Y se sienta entre risas en la hamaca.

– Este final es mejor dejarlo correr -dice a su vez tras un momento de reflexión.

62

Tú dices que él ha perdido la llave.

Ella dice que comprende.

Tú dices que él había visto perfectamente esa llave dejada sobre la mesa, pero que ha desaparecido tan pronto como se ha dado la vuelta.

Ella dice que sí, que así es.

Dices que era una llave muy sencilla, sin llavero; al principio tenía uno, que era un perrito de pelaje rizado, un pequinés, de plástico rojo. Se lo había regalado una amiga, amiga nada más, no una amiguita.

Ella dice que está claro.

Tú dices que a continuación el perrito se rompió, era cómico, se había roto por el cuello, no quedaba de él más que una cabecita roja; a él eso le pareció un poco cruel y lo había separado de la llave.

¡Claro!, dice ella.

Tú dices que él creía haber dejado la llave sobre el pie de la lámpara del escritorio, al lado de unas chinchetas; éstas siguen allí, pero la llave ha desaparecido. Ha apartado los libros que había encima de la mesa: también había allí unas cartas, en espera de una hipotética respuesta, amontonadas cerca de la lámpara. El interruptor estaba tapado por un sobre. Pero la llave seguía inencontrable.

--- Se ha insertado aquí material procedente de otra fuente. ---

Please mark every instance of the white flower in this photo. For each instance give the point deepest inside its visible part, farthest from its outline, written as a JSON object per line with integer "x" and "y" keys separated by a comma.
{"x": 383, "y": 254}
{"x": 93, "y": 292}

Son cosas que pasan a menudo, dice ella.

Él quería salir para ir a una cita, pero no podía dejar la puerta abierta. Si la hubiera cerrado, no habría podido entrar sin llave. Tenía que encontrarla. Entre los libros, papeles, correspondencia, monedas sueltas que cubrían la mesa, una llave hubiera tenido que verse fácilmente.

Es cierto.

Pero no había manera de encontrarla. Se había puesto a gatas debajo de la mesa, había retirado con la ayuda de una escoba un montón de pelotillas e incluso un billete de autobús. Cuando una llave cae al suelo, siempre hace un ruido, ahora bien, allí, en el suelo, no había más que algunos libros apilados, pero de llave nada. Imposible confundir una llave con un libro.

Por supuesto.

Pura y simplemente se había volatilizado.

¿Y en los cajones?

Ha buscado también. Recordaba que había abierto los cajones. Tenía la costumbre de guardar en ellos la llave a la derecha, era una vieja costumbre. El cajón estaba lleno de toda clase de documentos: cartas, manuscritos, chapas de matrícula de bicis, comprobantes de atención médica gratuita, recibos del gas. También algunas medallas, el estuche de una pluma, un cuchillo mongol y una pequeña espada de esmalte cloisonné, todos modestos objetos sin valor, meros recordatorios.

Todo el mundo tiene, son preciosos a los ojos de sus propietarios.

Los recuerdos no son necesariamente todos preciosos.

Es cierto.

A veces es incluso una liberación olvidarlos. Un botón, por ejemplo, que ya no se utilizará nunca más; el traje en el cual estaba cosido este botón de cristal azul oscuro se ha convertido desde hace tiempo en una fregona, pero el botón no ha sido tirado.

Bueno, ¿y a continuación?

A continuación, ha abierto todos los cajones y ha rebuscado en ellos.

No podía estar allí.

Lo sabía, pero ha rebuscado por todas partes.

Por supuesto. ¿Y sus bolsillos, los ha revisado?

Los ha revisado todos. Los bolsillos delanteros y los bolsillos traseros de su pantalón, que ha tenido que palpar por lo menos cinco o seis veces, los bolsillos de su chaqueta puesta sobre la cama también. Ha rebuscado en los bolsillos de toda la ropa que había sacado, no en los de la que tenía guardada en su maleta.

Y a continuación…

A continuación, ha desparramado por el suelo todo cuanto había encima de la mesa, ha puesto un poco de orden en las revistas colocadas en la estantería de la cabecera de la cama, incluso ha abierto los armarios de los libros, ha sacudido las mantas, el colchón, ha mirado debajo de la cama, ¡ah!, sí, y también en los zapatos, porque un día una moneda de cinco fens se cayó dentro de uno de sus zapatos y no se dio cuenta de ello más que al salir, pues le molestaba al andar.

Pero sus zapatos, ¿no los llevaba puestos?

Sí, pero como los libros de la mesa de trabajo estaban ahora en el suelo, no tenía ya sitio para andar y no quería pisotear los libros con sus zapatos. Se descalzó con determinación y se puso a buscar agachado.